Le même jour le traité de Mazarin était signé, et l’on proclamait partout que le cardinal s’était enfermé pendant trois jours pour l’élaborer avec plus de soin.

Voici ce que chacun gagnait à ce traité :

M. de Conti avait Damvilliers, et, ayant fait ses preuves comme général, il obtenait de rester homme d’épée et de ne pas devenir cardinal. De plus, on avait lâché quelques mots d’un mariage avec une nièce de Mazarin, ces quelques mots avaient été accueillis avec faveur par le prince, à qui il importait peu avec qui on le marierait, pourvu qu’on le mariât.

M. le duc de Beaufort faisait sa rentrée à la cour avec toutes les réparations dues aux offenses qui lui avaient été faites et tous les honneurs qu’avait droit de réclamer son rang.
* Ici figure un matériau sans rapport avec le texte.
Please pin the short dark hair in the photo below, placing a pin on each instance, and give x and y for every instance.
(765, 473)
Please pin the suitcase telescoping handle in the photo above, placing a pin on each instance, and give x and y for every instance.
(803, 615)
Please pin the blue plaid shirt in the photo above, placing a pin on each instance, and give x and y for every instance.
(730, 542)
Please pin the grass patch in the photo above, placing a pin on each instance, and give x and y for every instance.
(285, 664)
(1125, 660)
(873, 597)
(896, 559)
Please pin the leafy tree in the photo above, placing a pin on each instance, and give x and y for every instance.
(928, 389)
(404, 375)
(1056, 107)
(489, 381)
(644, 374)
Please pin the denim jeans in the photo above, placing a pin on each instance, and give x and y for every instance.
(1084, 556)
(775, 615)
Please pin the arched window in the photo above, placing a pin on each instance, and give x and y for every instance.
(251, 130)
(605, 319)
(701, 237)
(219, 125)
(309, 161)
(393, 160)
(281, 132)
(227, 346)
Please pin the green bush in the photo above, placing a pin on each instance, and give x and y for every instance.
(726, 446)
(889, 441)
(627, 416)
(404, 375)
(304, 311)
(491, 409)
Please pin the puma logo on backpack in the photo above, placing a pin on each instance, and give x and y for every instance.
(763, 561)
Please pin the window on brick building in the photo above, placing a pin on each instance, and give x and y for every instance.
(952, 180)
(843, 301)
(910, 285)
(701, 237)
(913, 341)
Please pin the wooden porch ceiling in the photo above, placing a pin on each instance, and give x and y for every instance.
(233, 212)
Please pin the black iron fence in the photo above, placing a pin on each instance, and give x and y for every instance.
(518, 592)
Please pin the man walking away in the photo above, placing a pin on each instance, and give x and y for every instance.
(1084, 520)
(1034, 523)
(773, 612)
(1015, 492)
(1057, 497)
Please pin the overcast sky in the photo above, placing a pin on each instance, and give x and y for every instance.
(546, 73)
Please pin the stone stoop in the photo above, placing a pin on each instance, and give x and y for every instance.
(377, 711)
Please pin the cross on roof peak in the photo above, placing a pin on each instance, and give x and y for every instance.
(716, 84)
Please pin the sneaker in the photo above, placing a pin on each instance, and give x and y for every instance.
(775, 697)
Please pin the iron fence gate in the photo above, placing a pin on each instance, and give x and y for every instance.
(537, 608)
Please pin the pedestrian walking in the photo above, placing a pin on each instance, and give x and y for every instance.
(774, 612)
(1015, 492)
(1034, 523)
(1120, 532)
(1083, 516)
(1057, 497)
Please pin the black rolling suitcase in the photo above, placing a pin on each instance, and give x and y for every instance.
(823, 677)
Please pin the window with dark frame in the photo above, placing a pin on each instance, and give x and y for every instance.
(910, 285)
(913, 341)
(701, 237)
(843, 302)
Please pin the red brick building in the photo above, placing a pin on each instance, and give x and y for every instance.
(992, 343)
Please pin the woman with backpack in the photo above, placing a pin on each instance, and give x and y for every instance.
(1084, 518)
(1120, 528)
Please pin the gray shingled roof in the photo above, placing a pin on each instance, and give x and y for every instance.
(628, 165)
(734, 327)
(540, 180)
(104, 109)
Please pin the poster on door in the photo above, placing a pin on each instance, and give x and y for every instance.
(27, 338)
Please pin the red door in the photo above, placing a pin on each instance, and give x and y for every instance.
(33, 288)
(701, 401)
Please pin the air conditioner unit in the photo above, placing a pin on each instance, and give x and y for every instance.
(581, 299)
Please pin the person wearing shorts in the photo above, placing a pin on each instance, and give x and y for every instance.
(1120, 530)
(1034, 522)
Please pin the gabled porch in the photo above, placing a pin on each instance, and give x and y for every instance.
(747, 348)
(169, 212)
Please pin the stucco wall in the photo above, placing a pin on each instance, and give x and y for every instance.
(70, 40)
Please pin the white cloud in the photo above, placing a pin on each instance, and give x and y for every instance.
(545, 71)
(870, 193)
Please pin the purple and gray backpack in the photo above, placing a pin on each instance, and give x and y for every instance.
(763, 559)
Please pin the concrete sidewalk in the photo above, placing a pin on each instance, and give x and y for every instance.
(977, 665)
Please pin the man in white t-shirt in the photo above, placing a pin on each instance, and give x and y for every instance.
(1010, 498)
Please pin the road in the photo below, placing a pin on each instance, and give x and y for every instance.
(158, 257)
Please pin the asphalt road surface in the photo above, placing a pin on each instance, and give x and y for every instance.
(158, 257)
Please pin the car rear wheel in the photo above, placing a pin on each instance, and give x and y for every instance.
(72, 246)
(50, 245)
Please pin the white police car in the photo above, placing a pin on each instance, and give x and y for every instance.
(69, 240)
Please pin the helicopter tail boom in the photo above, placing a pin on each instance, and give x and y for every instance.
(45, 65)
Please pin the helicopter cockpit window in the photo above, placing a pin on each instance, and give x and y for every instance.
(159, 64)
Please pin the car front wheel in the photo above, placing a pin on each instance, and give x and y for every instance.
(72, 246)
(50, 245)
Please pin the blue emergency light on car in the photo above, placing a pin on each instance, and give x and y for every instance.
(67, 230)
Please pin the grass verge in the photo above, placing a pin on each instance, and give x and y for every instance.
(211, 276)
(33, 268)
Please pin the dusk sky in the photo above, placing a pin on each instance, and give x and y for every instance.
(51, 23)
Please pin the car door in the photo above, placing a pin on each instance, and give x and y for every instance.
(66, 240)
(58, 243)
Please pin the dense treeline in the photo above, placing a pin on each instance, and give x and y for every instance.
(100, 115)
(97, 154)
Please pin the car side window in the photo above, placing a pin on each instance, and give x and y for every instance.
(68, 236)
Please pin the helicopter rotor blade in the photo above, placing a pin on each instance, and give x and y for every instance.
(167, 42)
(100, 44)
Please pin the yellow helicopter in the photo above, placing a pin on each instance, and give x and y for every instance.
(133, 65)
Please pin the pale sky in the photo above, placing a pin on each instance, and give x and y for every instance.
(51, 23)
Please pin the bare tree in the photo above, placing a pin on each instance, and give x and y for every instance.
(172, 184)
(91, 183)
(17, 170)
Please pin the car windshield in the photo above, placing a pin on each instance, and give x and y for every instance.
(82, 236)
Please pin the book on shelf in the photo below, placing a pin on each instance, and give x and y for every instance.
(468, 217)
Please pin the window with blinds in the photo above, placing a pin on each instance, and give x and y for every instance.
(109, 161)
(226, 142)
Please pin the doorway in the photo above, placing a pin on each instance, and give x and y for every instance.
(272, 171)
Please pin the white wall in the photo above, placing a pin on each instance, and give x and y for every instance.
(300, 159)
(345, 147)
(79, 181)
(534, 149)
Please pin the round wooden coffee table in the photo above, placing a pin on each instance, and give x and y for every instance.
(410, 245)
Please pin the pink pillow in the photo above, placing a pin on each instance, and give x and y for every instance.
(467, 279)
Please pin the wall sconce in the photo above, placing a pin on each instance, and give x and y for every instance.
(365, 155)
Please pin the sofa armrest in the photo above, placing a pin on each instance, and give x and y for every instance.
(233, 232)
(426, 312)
On lui accordait la grâce pleine et entière de ceux qui l’avaient aidé dans sa fuite, la survivance de l’amirauté que tenait le duc de Vendôme son père et une indemnité pour ses maisons et châteaux, que le parlement de Bretagne avait fait démolir.

Le duc de Bouillon recevait des domaines d’une égale valeur à sa principauté de Sédan, une indemnité pour les huit ans de non-jouissance de cette principauté, et le titre de prince accordé à lui et à ceux de sa maison.

M. le duc de Longueville, le gouvernement du Pont-de-l’Arche, cinq cent mille livres pour sa femme et l’honneur de voir son fils tenu sur les fonts de baptême par le jeune roi et la jeune Henriette d’Angleterre.

Aramis stipula que ce serait Bazin qui officierait à cette solennité et que ce serait Planchet qui fournirait les dragées.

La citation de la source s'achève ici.